Holy crap!  I picked up a new book the other day, and due to circumstances beyond my control (Matt, who had been exhausted for hours would not go to sleep! So while he sprawled in the recliner, I sprawled on the couch, reading), I finished it tonight.  I’ll start by saying that by the last chapter, I had to wait for the tears to fall from my eyes to finish reading.

19.jpg I’ve read nearly all of her books and have probably been emotional about all of them. She has a way of writing that almost drowns you in the characters emotions and lives. I wasn’t sure how I would feel about a school shooting book; I, like many, watched Columbine unfold on television as if I were watching some horrible movie.  So I decided not to think about it like that – it is a work of fiction (though she did use true experiences of recent school shootings for research, including survivors).

Here’s the Book Description from Amazon.com:

In nineteen minutes, you can mow the front lawn, color your hair, watch a third of a hockey game. In nineteen minutes, you can bake scones or get a tooth filled by a dentist; you can fold laundry for a family of five….In nineteen minutes, you can stop the world, or you can just jump off it.

In nineteen minutes, you can get revenge.

Sterling is a small, ordinary New Hampshire town where nothing ever happens — until the day its complacency is shattered by a shocking act of violence. In the aftermath, the town’s residents must not only seek justice in order to begin healing but also come to terms with the role they played in the tragedy. For them, the lines between truth and fiction, right and wrong, insider and outsider have been obscured forever. Josie Cormier, the teenage daughter of the judge sitting on the case, could be the state’s best witness, but she can’t remember what happened in front of her own eyes. And as the trial progresses, fault lines between the high school and the adult community begin to show, destroying the closest of friendships and families.

Nineteen Minutes is New York Times bestselling author Jodi Picoult’s most raw, honest, and important novel yet. Told with the straightforward style for which she has become known, it asks simple questions that have no easy answers: Can your own child become a mystery to you? What does it mean to be different in our society? Is it ever okay for a victim to strike back? And who — if anyone — has the right to judge someone else?

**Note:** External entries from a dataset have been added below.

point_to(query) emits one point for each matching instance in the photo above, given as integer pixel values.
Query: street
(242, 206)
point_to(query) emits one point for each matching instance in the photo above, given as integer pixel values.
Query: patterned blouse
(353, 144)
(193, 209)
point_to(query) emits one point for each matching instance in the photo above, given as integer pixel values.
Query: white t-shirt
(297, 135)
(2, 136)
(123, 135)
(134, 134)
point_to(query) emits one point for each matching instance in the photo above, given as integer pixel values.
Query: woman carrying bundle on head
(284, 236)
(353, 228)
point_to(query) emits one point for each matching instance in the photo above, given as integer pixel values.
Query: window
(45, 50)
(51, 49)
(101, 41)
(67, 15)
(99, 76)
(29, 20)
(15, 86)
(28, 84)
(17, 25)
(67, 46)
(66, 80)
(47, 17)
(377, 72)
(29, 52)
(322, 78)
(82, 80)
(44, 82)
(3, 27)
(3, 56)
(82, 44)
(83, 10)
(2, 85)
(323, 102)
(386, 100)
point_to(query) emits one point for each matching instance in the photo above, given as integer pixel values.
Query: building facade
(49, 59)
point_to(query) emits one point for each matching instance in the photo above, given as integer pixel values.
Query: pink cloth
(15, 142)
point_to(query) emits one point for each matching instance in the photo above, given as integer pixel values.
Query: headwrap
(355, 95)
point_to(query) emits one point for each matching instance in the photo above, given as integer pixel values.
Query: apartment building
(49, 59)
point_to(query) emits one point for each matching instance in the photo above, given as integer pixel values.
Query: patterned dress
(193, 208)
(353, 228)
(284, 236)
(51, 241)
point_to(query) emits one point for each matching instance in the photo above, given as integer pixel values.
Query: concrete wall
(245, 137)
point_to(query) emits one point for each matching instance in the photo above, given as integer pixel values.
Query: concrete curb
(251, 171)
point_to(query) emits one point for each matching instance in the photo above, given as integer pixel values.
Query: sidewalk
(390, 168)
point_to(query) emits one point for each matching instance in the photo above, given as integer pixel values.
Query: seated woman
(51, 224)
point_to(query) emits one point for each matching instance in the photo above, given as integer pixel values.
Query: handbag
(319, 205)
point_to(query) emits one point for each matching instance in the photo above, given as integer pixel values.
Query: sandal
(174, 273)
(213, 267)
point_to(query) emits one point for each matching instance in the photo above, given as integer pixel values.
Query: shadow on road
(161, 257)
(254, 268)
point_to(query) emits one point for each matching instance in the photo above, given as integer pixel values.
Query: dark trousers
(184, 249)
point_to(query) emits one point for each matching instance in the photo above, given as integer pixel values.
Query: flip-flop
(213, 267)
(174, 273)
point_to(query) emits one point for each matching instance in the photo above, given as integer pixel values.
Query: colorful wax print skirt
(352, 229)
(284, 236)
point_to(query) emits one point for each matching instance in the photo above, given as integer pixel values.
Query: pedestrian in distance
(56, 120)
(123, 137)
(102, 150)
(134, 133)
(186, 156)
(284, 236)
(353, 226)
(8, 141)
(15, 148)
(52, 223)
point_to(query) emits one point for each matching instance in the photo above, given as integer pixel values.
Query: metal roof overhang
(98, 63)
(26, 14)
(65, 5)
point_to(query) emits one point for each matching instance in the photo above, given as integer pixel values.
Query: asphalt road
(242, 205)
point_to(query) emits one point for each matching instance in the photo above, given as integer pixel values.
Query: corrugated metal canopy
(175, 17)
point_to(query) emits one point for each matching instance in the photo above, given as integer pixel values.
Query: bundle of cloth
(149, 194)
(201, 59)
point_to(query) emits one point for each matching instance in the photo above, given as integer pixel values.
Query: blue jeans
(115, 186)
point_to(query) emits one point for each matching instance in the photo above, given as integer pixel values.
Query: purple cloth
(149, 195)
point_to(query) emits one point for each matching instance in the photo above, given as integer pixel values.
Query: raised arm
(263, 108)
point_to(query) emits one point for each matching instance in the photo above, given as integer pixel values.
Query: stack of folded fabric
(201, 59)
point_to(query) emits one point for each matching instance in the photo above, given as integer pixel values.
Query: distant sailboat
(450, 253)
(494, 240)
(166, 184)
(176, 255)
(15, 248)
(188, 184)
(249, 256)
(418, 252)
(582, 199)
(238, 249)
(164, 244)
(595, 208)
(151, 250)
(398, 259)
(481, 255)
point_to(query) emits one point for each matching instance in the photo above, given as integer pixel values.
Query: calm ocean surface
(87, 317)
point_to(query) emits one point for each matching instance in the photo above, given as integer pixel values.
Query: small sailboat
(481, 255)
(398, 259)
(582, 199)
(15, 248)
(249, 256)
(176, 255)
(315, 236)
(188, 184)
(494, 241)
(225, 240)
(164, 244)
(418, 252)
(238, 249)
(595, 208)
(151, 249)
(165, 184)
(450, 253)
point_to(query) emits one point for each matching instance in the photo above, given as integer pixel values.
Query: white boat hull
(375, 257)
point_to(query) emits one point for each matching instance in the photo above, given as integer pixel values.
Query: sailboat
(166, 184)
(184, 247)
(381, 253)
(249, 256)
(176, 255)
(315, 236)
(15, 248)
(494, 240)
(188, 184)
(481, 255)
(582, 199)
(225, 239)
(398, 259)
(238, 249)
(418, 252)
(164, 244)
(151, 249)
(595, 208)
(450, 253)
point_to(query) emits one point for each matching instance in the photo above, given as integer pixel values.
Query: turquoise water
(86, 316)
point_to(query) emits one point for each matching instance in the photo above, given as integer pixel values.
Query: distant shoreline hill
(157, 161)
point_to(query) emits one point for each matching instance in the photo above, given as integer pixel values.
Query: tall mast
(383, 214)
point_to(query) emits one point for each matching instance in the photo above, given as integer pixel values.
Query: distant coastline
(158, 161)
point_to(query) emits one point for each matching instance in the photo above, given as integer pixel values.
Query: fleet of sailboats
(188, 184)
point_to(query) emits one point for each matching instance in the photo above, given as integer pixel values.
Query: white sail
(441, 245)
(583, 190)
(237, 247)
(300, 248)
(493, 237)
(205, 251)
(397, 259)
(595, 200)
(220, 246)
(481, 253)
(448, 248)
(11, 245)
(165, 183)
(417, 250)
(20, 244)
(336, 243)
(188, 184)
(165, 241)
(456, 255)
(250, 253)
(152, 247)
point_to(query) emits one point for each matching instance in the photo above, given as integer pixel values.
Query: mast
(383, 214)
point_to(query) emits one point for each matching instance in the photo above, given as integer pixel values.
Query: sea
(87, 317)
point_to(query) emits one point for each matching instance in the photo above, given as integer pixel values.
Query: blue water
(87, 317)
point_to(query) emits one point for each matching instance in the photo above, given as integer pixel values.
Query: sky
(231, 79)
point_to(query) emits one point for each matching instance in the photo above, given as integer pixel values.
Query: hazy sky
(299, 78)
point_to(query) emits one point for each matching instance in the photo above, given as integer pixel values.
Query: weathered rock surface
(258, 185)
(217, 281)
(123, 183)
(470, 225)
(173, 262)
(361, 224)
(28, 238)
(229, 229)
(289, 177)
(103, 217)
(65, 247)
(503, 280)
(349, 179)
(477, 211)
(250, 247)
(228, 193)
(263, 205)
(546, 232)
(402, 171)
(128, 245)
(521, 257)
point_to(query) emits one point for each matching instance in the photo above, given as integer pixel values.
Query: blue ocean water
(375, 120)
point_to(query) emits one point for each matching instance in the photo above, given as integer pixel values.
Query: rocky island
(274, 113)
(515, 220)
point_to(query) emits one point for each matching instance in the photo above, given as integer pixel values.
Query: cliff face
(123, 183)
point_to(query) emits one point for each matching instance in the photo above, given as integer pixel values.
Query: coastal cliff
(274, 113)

I wish I had those answers. I don’t and it honestly scares the hell out of me to think that any kid could turn out “bad”. Any kid.  I never condoned the actions of Peter, the boy who does the shooting.  She humanizes him wonderfully – I feel for him, but I never pitied or excused him.  I did feel anger at him as I cried for his poor mother, who chose not to see her son as he was, and who tried to remember him as a little boy splashing in the tub or stroking her soft sweater while in her lap.  I felt for the Judge who was more comfortable in the courtroom that being a mother until she no longer had a choice.  And I felt for Josie – a young girl struggling with who she really is and feeling trapped in her fake self she created for popularity. In the end, her popularity changed her life and not necessarily in a good way.

Anyway, I’d recommend it. It’s a good read, and in true Picoult style, she jumps back and forth between present and past with each chapter so that you get what is currently happening and all that leads up to it.